Good morning everyone, let me continue my thoughts from last night
The special situation did not come out in the second half of the morning. It seems that the current market volume is different from the past and cannot continue to be a monster in the second half of the night on Thursday and Friday. Then there is a high probability that the dog dealer will appear tonight. The highest increase yesterday was 28.1k, hitting The second high point mentioned starting from Tuesday, then personal expectations in the short term have reached
Another point: Since last month, the budget battle in the US Congress has caused most asset classes to experience huge volatility. Although the Federal Reserve remains on hold, long-term interest rates are forced to rise as credit agencies warn of further downgrades of U.S. debt. In short, the bond market is doing what the Fed does - increasing borrowing costs, which is what the market is focusing on right now. To change this situation, I am afraid that non-agricultural workers will need to bring huge "surprises" or "shocks"

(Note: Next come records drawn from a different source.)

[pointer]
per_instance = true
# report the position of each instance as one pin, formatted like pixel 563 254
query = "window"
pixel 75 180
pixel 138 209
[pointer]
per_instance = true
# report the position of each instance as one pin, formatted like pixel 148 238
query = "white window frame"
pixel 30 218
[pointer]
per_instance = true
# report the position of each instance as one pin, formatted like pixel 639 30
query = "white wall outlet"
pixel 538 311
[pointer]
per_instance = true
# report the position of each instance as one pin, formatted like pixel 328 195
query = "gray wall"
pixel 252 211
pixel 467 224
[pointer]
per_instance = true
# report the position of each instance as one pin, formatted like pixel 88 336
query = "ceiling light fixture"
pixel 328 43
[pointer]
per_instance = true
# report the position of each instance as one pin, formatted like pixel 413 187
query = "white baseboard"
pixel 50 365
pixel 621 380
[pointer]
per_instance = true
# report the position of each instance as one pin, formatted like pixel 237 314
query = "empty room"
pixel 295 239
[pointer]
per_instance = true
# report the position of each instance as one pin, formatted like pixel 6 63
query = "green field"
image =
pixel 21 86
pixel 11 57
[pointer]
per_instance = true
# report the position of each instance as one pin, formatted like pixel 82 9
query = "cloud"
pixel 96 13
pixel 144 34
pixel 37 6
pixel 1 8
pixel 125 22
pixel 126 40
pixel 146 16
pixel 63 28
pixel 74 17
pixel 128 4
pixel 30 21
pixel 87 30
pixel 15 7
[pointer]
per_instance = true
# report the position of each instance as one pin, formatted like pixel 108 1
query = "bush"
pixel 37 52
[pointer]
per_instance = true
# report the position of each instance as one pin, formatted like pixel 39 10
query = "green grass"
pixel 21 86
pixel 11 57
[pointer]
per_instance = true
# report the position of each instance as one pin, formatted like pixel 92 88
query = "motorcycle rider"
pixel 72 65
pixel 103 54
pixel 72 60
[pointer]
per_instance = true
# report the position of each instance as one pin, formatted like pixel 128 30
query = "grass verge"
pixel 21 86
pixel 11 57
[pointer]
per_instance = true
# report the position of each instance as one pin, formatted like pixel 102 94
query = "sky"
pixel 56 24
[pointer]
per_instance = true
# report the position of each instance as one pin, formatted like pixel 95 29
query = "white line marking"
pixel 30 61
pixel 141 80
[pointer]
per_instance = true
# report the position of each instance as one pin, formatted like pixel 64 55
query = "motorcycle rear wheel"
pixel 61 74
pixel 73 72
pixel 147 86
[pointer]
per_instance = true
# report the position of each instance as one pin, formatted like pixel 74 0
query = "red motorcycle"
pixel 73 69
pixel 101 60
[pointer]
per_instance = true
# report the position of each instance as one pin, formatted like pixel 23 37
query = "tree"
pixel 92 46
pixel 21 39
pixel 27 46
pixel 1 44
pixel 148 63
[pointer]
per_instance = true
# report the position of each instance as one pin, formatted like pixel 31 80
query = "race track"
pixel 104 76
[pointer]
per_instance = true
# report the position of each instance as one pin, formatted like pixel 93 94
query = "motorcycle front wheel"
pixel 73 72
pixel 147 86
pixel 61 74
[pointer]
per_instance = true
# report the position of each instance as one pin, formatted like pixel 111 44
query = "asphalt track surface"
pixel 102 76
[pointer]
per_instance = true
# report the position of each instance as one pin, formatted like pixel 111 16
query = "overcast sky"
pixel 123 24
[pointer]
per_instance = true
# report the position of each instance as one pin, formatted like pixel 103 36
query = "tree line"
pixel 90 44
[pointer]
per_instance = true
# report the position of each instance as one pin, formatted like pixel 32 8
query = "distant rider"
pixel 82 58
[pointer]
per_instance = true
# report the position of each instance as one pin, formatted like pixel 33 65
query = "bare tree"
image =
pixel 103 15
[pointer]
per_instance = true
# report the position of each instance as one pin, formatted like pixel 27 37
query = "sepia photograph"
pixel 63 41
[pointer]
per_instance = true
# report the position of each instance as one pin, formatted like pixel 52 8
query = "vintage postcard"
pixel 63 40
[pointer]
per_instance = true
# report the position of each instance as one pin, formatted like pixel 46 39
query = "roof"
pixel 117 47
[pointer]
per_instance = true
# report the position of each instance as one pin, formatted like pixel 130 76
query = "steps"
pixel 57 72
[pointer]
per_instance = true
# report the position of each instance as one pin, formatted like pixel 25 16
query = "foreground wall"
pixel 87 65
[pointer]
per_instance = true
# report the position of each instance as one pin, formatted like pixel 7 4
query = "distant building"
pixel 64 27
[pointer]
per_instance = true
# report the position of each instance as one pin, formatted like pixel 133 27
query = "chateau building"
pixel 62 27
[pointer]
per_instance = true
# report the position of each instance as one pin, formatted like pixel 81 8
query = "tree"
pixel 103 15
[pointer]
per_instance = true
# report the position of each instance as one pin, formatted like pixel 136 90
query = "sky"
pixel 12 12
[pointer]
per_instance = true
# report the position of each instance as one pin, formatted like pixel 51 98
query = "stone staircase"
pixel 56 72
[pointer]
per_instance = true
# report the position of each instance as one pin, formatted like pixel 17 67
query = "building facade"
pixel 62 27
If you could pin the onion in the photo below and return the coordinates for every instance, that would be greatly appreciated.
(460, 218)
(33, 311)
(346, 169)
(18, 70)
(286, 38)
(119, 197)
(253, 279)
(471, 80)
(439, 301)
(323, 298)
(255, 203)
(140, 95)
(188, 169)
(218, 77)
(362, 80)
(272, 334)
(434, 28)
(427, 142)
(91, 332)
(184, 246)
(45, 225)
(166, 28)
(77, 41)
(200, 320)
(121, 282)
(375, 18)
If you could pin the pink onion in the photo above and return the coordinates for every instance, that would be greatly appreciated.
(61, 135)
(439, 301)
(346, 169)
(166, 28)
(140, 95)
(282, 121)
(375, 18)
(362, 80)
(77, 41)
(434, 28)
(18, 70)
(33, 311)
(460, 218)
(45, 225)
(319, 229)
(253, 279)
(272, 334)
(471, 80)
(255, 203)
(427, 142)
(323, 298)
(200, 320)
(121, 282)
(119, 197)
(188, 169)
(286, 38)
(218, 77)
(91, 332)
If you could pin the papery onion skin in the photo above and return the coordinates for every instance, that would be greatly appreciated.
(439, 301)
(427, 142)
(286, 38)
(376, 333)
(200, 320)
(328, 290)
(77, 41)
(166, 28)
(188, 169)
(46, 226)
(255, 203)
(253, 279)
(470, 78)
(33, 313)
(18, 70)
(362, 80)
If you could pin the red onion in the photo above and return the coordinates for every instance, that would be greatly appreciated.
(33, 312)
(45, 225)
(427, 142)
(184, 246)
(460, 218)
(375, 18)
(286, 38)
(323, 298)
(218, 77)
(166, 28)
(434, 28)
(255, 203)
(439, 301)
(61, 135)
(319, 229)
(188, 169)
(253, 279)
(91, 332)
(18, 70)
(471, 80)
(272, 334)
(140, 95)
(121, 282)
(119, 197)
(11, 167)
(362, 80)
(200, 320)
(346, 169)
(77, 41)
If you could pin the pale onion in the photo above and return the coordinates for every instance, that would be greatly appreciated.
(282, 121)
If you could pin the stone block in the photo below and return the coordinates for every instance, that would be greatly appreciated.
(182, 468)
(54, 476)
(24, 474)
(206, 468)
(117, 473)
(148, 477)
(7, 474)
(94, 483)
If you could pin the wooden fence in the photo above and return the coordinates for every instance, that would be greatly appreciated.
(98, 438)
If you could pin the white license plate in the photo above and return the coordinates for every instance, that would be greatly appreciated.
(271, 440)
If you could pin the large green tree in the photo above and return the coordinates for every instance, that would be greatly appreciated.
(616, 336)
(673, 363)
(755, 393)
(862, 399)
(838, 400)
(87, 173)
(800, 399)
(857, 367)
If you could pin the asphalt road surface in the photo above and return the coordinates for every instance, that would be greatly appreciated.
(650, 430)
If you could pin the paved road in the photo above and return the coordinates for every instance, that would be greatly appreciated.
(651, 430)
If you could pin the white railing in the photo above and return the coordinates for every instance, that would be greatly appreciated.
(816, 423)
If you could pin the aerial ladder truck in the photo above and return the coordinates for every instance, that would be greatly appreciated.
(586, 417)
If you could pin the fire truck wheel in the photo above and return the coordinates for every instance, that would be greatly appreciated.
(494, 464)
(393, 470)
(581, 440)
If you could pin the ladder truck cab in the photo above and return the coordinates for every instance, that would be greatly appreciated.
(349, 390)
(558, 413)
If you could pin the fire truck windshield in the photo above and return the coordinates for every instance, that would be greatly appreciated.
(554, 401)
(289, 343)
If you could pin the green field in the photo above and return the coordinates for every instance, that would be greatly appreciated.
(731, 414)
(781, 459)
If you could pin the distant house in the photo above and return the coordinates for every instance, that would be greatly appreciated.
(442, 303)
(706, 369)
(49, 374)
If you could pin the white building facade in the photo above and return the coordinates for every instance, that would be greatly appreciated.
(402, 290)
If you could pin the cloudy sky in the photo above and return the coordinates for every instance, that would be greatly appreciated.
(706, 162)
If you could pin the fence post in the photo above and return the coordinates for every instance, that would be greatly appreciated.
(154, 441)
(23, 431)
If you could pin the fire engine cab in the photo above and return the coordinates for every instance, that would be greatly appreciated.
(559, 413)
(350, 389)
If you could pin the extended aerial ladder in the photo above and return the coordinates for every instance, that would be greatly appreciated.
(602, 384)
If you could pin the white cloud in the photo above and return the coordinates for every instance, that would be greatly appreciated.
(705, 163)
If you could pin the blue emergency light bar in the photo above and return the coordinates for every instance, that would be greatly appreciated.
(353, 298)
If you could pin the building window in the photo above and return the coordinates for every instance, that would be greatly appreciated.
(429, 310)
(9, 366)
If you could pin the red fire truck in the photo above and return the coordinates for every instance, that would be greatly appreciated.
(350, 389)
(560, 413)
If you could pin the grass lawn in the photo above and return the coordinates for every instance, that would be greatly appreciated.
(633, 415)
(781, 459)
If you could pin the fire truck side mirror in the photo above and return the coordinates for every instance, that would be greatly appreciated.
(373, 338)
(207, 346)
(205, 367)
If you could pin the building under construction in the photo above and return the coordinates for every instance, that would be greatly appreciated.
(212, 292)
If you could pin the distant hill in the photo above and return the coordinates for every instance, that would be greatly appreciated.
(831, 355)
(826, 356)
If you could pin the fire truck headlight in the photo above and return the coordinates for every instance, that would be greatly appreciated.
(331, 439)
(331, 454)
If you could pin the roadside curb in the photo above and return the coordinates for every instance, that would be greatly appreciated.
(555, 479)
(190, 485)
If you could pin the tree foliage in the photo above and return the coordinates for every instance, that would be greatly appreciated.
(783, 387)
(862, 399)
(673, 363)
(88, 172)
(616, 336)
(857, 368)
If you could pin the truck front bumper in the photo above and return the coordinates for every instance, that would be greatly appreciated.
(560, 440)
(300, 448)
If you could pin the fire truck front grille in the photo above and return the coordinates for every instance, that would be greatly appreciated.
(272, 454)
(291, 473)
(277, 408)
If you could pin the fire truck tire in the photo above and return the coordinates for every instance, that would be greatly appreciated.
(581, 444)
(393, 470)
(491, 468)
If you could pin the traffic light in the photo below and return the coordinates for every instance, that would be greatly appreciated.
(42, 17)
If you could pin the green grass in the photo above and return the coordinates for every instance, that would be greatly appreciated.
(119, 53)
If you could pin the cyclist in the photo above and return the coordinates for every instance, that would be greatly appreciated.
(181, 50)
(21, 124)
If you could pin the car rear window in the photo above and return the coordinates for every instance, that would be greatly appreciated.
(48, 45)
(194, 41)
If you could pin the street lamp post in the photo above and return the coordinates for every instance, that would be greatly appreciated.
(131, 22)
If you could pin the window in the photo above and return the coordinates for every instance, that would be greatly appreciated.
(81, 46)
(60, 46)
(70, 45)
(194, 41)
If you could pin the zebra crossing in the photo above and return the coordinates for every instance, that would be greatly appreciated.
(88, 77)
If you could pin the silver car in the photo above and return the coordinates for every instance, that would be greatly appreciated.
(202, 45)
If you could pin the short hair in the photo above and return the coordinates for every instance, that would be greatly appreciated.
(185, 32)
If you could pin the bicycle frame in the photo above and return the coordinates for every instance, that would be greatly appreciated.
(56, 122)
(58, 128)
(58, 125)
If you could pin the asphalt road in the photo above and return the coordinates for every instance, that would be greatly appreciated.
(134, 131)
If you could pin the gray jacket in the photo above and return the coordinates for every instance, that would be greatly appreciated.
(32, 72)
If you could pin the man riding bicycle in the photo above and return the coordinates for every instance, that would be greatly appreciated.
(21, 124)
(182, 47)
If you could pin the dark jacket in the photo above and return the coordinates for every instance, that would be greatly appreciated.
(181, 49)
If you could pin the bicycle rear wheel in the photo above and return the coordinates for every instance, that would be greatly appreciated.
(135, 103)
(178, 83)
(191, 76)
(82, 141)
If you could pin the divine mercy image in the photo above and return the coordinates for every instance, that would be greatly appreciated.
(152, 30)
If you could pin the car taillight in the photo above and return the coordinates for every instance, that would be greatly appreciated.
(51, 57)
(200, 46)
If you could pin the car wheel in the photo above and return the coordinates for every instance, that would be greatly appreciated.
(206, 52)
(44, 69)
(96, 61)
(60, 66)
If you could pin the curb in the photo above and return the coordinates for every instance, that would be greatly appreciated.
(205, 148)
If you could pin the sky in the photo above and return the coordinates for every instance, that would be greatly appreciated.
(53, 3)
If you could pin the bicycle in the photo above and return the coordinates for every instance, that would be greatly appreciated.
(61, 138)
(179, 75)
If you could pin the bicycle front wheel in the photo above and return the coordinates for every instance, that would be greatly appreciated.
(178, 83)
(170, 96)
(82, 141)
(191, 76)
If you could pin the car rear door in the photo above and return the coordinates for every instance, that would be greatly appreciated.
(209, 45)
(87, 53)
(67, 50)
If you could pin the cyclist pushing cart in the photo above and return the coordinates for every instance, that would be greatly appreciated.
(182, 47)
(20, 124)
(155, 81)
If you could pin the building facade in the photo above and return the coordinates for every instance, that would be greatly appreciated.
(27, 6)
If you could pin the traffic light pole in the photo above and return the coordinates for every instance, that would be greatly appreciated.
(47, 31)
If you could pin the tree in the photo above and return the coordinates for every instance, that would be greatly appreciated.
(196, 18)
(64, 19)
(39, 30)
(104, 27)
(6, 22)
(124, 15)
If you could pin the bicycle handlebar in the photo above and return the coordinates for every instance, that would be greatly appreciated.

Yesterday, the big pie arranged a wave of 27300 short longs to enter the market. Unfortunately, the difference was again dozens of points (I feel depressed recently when buying long), the 4H level began to shrink, and the white market is expected to remain unchanged, then In the short term, the lows and longs have been missed. Now we are waiting for the highs to continue to take short positions. According to the recent fluctuation range of the white market, we can enter the market for shorts near 27700. The target can be 27.4k-27.2k to leave the market in batches. The risk control is 200 points in sync. That’s it (at the current stage, only small stops are made at key positions, and there is no need for breakthroughs to lead to gains)
Ether rebounded from the 1635-1640 range to open a short position, synchronize the short-term, and target the 1610-1590 line to leave the market, and then decide whether to go long.